Proofpoint researchers recently analyzed a wide variety of apps available on iOS and Android app stores and quantified the extent of the risk to users… and their personal and company data
December 2015 by Proofpoint
The study reveals that from card games , flashlights, holy books, some apps steal data, track users’ location, message contacts, and make unauthorized calls.
Please find below the main information of the study
• Proofpoint researchers recently analyzed 38,000 gambling, flashlight and holy book mobile applications and found that appearances can’t always be trusted. An alarming number are stealing data, tracking users’ locations, accessing contacts and even making unauthorized calls.
• Of the 23,000 free gambling applications examined, nearly 14 percent exhibited risky behavior including conducting an alarming amount of external server communication.
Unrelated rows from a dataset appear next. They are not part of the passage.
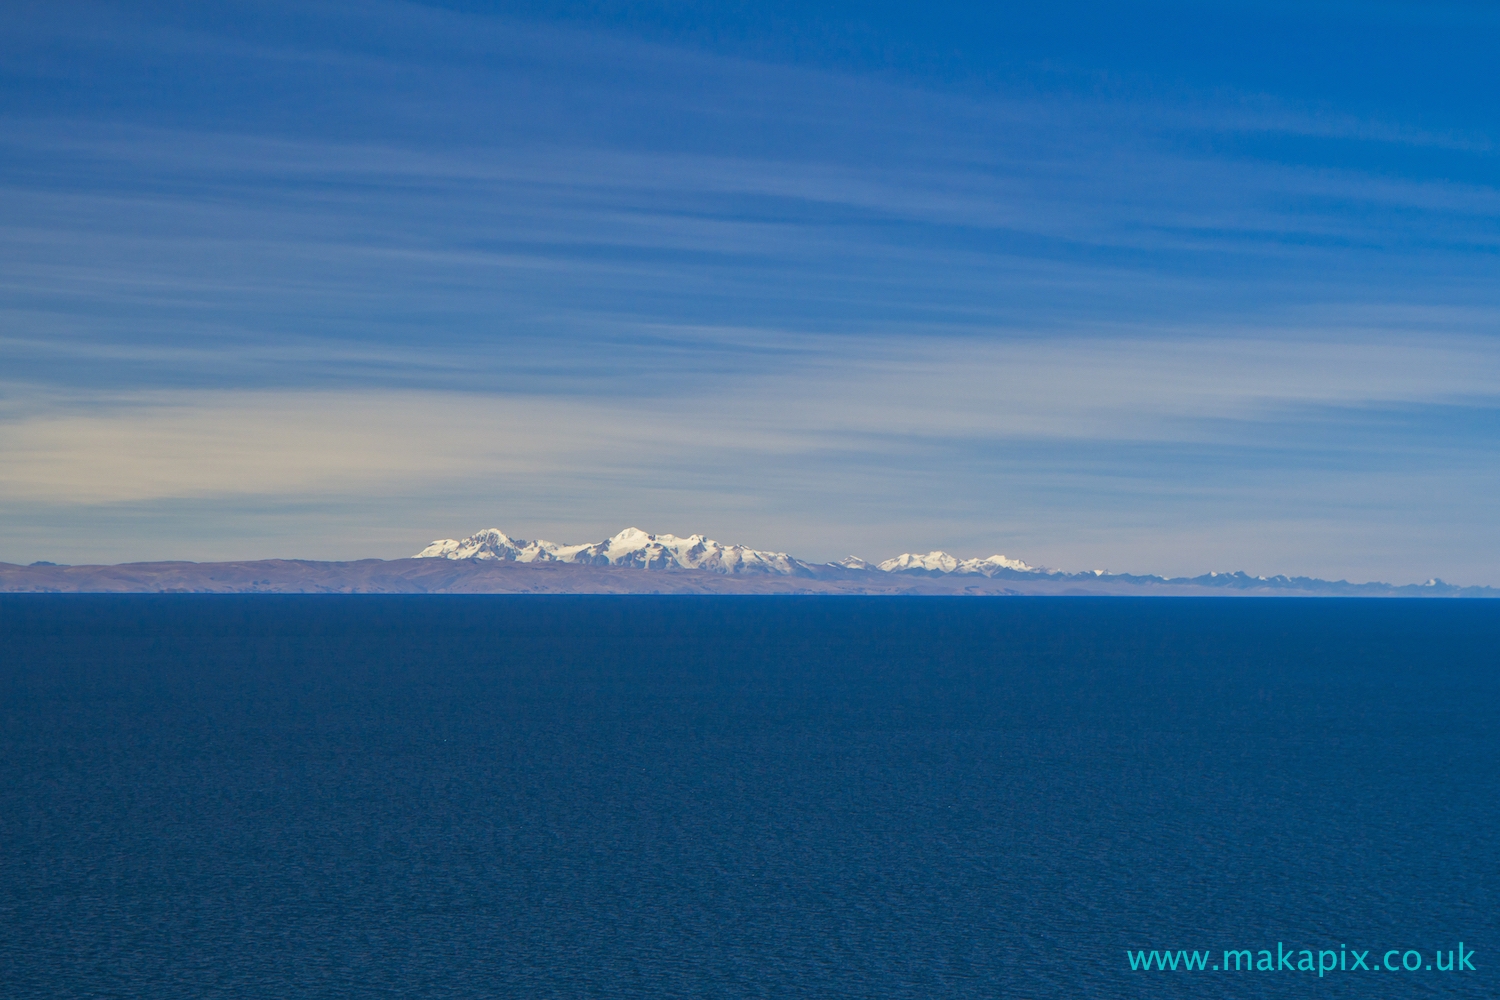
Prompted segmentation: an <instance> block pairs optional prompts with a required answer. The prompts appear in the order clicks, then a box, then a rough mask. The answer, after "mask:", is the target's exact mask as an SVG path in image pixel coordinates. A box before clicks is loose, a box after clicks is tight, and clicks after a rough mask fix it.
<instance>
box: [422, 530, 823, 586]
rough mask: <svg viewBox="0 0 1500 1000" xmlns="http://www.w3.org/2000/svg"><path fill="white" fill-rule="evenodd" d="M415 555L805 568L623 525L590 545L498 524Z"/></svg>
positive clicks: (737, 567) (781, 552)
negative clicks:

In total, more than 1,800 servers across 41 countries are receiving user data.
• Bible applications had the highest rate of malicious code than any other category in this research with 3.7 percent or 26 out of 5,600 applications. Proofpoint defines malicious code as code that attempts to exploit the mobile OS in order to access data and services for which they do not have permission.
• Proofpoint analysis found that one of the most popular Bible apps sends data to sixteen servers in three different countries. It reads the user’s SMS messages, address book, and device and phone information, tries to exploit cross-app interaction if the device is rooted, and can even make phone calls on your behalf.
• Similar analysis was conducted on Quran applications and researchers found one of the ten most-downloaded apps is clearly riskware. It installs itself as a boot-time app and communicates to thirty-one different servers, reads SMS messages, sends messages from the user and can look up the user’s GPS location.
• Something as seemingly utilitarian as a flashlight application can even host malicious code and communicate user data to app owners. Of the 5,600 applications examined, more than 678 servers across 28 countries are actively receiving data on from these apps.
• The existence – and surprising prevalence – of riskware in seemingly legitimate apps is a valuable reminder that organizations need a mobile app security strategy. Organizations should define policies and deploy solutions that enable them to identify and control these apps before they can impact security posture.